Could you describe in a little more detail what you mean by this sentence: > ".....

j42 · on June 15, 2015

Sure thing.

Let's say we have two sets, and we're trying to find out how similar they are:

    setOne = ['the','brown','fox','jumped','a','log']
    setTwo = ['the','quick','brown','log','jumped','over','the','fox']

You could use an array intersection when its small, but if you want to do this efficiently at scale you need to take advantage of probabilistic data structures.

Let's say you created a HyperLogLog for each set:

    setOne = (bitfield representing setOne)
    setTwo = (bitfield representing setTwo)

Now HyperLogLogs are cool, because you can merge them together w/o losing anything. You can't retrieve the data, but you can efficiently check if a value exists inside. You can have a false positive, but never a false negative.

You might first try simple combinatorics (a la, similarity ~= |A or B| / |A ∪ B|) however this can get hairy depending upon the representation of the HyperLogLog (sparse/dense) and its respective cardinality.

Eventually you realize you can't accept an exponentially-compounding error rate, but still need the raw efficiency, and thus you sacrifice by doubling your storage cost.

Now instead of just the initial sets, you'd also build a parallel MinHash struct:

    setOne_minhashes = [<int>, <int>, <int>]
    setTwo_minhashes = [<int>, <int>, <int>]

    setOne = (bitfield representing setOne)
    setTwo = (bitfield representing setTwo)
    setOneMinHash = (bitfield representation of setOne minhashes)
    setTwoMinHash = (bitfield representation of setTwo minhashes)

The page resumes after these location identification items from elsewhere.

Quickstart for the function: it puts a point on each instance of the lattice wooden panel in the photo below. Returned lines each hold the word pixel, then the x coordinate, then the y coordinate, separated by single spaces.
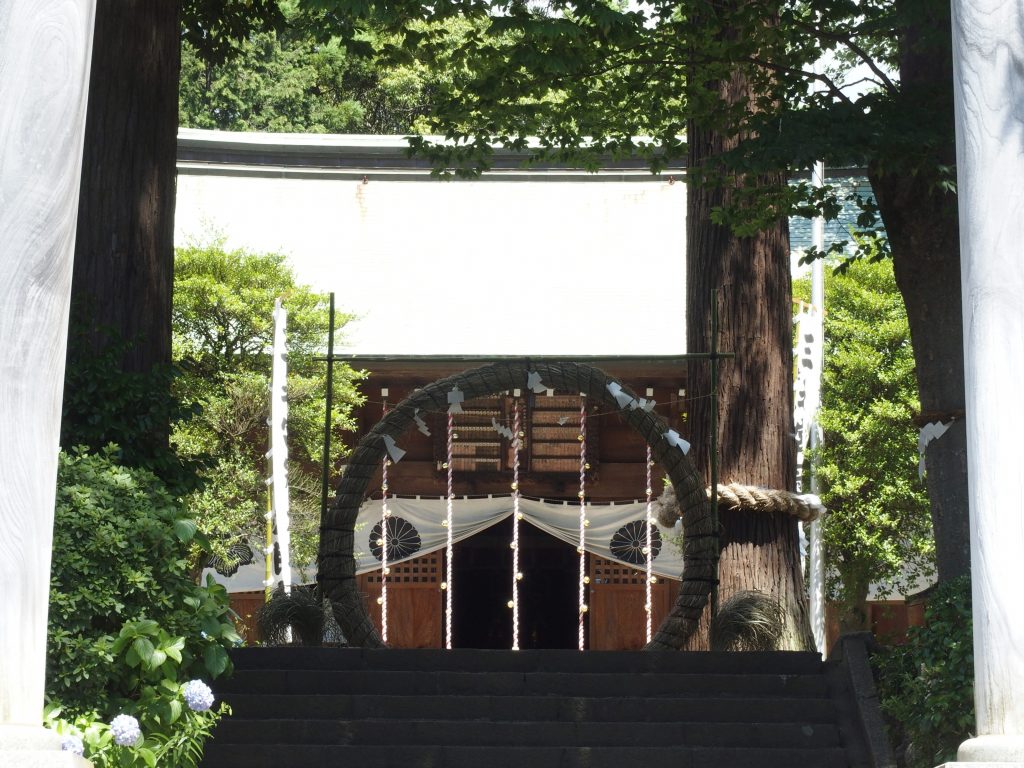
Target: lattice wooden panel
pixel 554 434
pixel 604 571
pixel 420 571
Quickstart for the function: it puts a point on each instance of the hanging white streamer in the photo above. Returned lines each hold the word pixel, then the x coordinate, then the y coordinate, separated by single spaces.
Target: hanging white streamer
pixel 383 542
pixel 516 515
pixel 420 424
pixel 583 520
pixel 450 524
pixel 534 382
pixel 427 516
pixel 279 442
pixel 456 398
pixel 649 548
pixel 393 451
pixel 615 389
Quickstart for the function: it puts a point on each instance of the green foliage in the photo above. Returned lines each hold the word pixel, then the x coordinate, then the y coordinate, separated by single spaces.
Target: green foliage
pixel 878 528
pixel 300 612
pixel 927 685
pixel 128 627
pixel 586 78
pixel 122 545
pixel 172 732
pixel 103 404
pixel 299 78
pixel 223 327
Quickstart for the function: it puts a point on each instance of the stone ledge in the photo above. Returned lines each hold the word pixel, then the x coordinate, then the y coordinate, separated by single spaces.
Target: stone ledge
pixel 41 759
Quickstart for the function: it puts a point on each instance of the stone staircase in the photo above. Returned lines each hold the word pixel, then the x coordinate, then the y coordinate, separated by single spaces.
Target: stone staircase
pixel 531 709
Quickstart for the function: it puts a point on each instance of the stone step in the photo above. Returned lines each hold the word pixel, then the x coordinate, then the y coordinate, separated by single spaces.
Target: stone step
pixel 223 755
pixel 555 709
pixel 474 659
pixel 432 682
pixel 389 733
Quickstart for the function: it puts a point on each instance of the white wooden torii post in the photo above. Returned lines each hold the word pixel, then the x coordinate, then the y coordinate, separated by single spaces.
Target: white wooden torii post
pixel 988 58
pixel 45 51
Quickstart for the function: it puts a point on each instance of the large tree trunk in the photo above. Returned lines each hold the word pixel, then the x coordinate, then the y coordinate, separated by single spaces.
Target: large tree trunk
pixel 124 252
pixel 755 412
pixel 922 223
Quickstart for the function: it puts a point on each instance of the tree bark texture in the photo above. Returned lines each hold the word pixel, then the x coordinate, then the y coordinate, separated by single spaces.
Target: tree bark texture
pixel 922 223
pixel 124 253
pixel 755 410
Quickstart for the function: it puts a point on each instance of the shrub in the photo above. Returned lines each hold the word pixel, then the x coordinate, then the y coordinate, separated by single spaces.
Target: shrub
pixel 128 626
pixel 927 685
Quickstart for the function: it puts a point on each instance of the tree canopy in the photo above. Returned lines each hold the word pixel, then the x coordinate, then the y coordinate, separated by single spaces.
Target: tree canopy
pixel 855 84
pixel 878 529
pixel 223 327
pixel 300 78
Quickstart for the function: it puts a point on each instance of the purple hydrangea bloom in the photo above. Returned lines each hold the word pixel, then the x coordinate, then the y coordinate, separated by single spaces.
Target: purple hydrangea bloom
pixel 125 729
pixel 198 695
pixel 73 744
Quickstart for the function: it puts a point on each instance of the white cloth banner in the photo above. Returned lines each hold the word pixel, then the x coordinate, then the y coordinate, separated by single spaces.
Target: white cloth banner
pixel 807 386
pixel 279 442
pixel 416 527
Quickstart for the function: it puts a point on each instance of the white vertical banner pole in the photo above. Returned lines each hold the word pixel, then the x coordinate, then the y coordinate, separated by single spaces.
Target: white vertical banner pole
pixel 45 55
pixel 279 441
pixel 817 565
pixel 988 44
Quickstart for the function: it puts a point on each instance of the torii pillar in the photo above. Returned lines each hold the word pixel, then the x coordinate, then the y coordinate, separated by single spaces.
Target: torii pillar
pixel 45 51
pixel 988 61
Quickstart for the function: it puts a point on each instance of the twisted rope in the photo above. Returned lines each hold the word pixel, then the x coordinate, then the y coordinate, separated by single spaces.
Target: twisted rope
pixel 735 497
pixel 583 520
pixel 336 560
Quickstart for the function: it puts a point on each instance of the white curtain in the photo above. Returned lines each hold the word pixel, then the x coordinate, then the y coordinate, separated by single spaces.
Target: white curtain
pixel 615 531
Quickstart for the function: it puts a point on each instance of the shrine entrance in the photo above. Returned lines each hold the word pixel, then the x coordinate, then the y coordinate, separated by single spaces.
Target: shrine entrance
pixel 547 594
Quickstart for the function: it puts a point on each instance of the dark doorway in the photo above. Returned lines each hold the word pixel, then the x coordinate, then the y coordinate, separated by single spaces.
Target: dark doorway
pixel 548 592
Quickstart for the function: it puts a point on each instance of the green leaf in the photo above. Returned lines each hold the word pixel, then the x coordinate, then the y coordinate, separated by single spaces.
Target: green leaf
pixel 144 650
pixel 216 659
pixel 184 529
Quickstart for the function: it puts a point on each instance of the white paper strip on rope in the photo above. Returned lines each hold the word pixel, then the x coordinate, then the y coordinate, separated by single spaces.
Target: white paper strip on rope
pixel 279 441
pixel 616 531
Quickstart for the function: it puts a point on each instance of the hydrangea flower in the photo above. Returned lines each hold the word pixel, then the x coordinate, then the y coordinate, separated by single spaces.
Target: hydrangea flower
pixel 125 729
pixel 198 695
pixel 73 744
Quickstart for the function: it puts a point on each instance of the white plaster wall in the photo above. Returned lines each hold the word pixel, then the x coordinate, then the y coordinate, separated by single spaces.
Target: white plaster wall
pixel 988 46
pixel 469 267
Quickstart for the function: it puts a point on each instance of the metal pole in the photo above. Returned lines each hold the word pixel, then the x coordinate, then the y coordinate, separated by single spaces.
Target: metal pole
pixel 714 442
pixel 326 468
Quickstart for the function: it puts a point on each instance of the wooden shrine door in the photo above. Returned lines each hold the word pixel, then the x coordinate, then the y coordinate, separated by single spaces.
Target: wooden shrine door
pixel 617 620
pixel 414 601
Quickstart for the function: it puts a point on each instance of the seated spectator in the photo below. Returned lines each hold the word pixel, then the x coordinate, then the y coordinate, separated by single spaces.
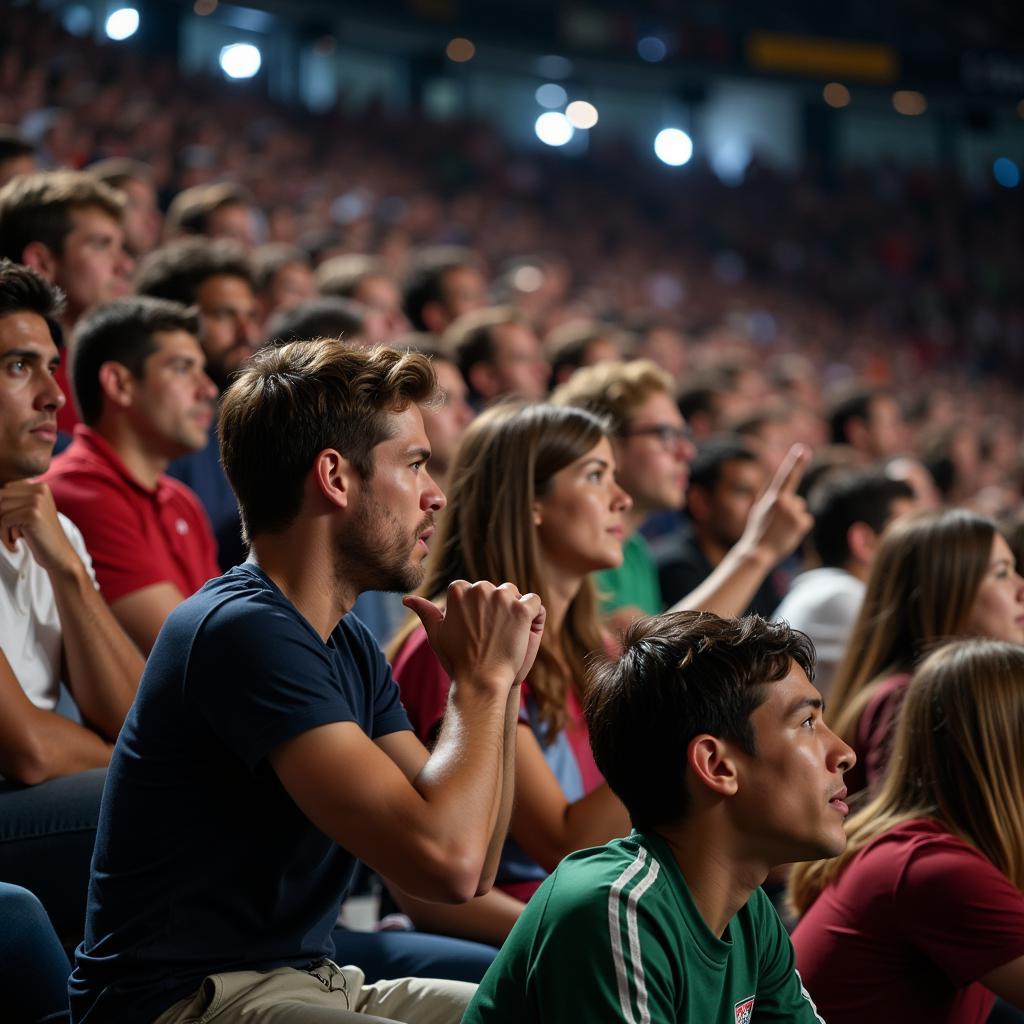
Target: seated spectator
pixel 325 316
pixel 17 155
pixel 658 339
pixel 850 511
pixel 671 921
pixel 922 916
pixel 69 227
pixel 916 474
pixel 53 627
pixel 282 276
pixel 700 406
pixel 499 354
pixel 215 211
pixel 144 399
pixel 444 421
pixel 870 422
pixel 34 968
pixel 768 433
pixel 270 727
pixel 217 279
pixel 143 223
pixel 582 343
pixel 534 500
pixel 366 281
pixel 725 480
pixel 936 576
pixel 444 283
pixel 652 453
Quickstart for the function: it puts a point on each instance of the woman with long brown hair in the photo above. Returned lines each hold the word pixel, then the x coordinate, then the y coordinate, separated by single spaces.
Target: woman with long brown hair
pixel 534 500
pixel 936 576
pixel 922 916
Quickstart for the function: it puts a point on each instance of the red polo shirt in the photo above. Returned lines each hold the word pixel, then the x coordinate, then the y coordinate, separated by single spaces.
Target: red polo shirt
pixel 136 537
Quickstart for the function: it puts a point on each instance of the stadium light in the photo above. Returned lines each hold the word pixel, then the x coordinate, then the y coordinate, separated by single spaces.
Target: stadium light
pixel 581 114
pixel 554 128
pixel 122 24
pixel 673 146
pixel 240 60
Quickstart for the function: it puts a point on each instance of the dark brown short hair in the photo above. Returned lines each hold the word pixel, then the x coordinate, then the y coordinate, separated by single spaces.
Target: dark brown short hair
pixel 38 207
pixel 121 331
pixel 291 402
pixel 680 675
pixel 177 270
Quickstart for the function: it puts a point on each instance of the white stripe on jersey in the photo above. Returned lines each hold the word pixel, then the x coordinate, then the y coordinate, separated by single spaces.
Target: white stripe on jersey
pixel 635 953
pixel 623 971
pixel 807 995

I won't go into excessive detail about the minhash algorithm itself, but essentially it provides a way to sample a large set of values by selecting/retaining the smallest output hashes. What that means is, you can then intersect the minhash bitfields as many times over as you like, and extract a predictably accurate similarity index in linear time with definable confidence bounds.

vixsomnis · on June 15, 2015

I don't have a background in ML (I'm still somewhat early in my CS Bachelor's degree, and I'm not focusing on ML anyway), but this is very interesting, regardless that I had to look up nearly every term you used.

I was initially thinking a directed weighted graph might work well here, but I'm assuming that would scale terribly relative to something like this.